Saturday, November 22, 2008

"IT'S DEJA VU ALL OVER AGAIN"

It appears that Citigroup is now in talks with the federal government. With Citigroup shares selling at $3.87 (from a high of $35.29) the company is looking for a way to stabilize it's position in a turbulent market.

Problems abound because Citigroup has already taken a bite at the bailout apple, securing $25 billion from the feds in October. And let's not forget the $7.5 billion injection (payable at 11%) from the Abu Dhabi Investment Authority (a Sovereign Wealth Fund) that was made last year.

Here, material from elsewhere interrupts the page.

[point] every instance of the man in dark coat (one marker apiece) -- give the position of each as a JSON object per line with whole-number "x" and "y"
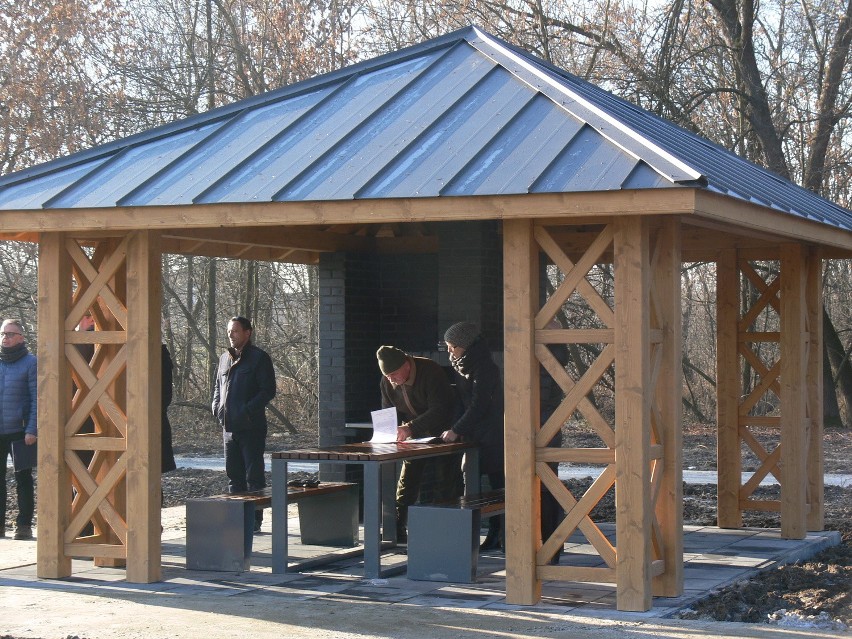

I'm picking up on this story because not only is Citigroup scrambling for solutions this weekend, but I want to point out that this isn't the first time Citigroup has found itself in such dire straits with other financial institutions. As I pointed out in an earlier post, what was then called Citibank found itself in a terrible mess in 1982 when it - along with 9 other U.S. banks - was over exposed to developing countries around the world.

How exposed, you ask?

By 1982 America's 9 largest banks had loaned out more than 350% of total capital on hand (capital is essentially what you have left after you pay off all your debts). Citibank was one of those banks. When one of their clients (Mexico) said, "We're broke and can't pay you" Citibank had a decision to make. They could act like a free market player, and take their lumps for making terrible investment decisions, or they could go to the federal government and ask for help. They went for help. The "free market" oriented Reagan administration obliged.

As I write these words Citigroup is in talks with the federal government, trying to figure out how to save itself. I could be wrong, but I doubt they'll get the Detroit Treatment. Citigroup is simply "too big to fail."

As Yogi Berra might say, "It's Deja Vu all over again."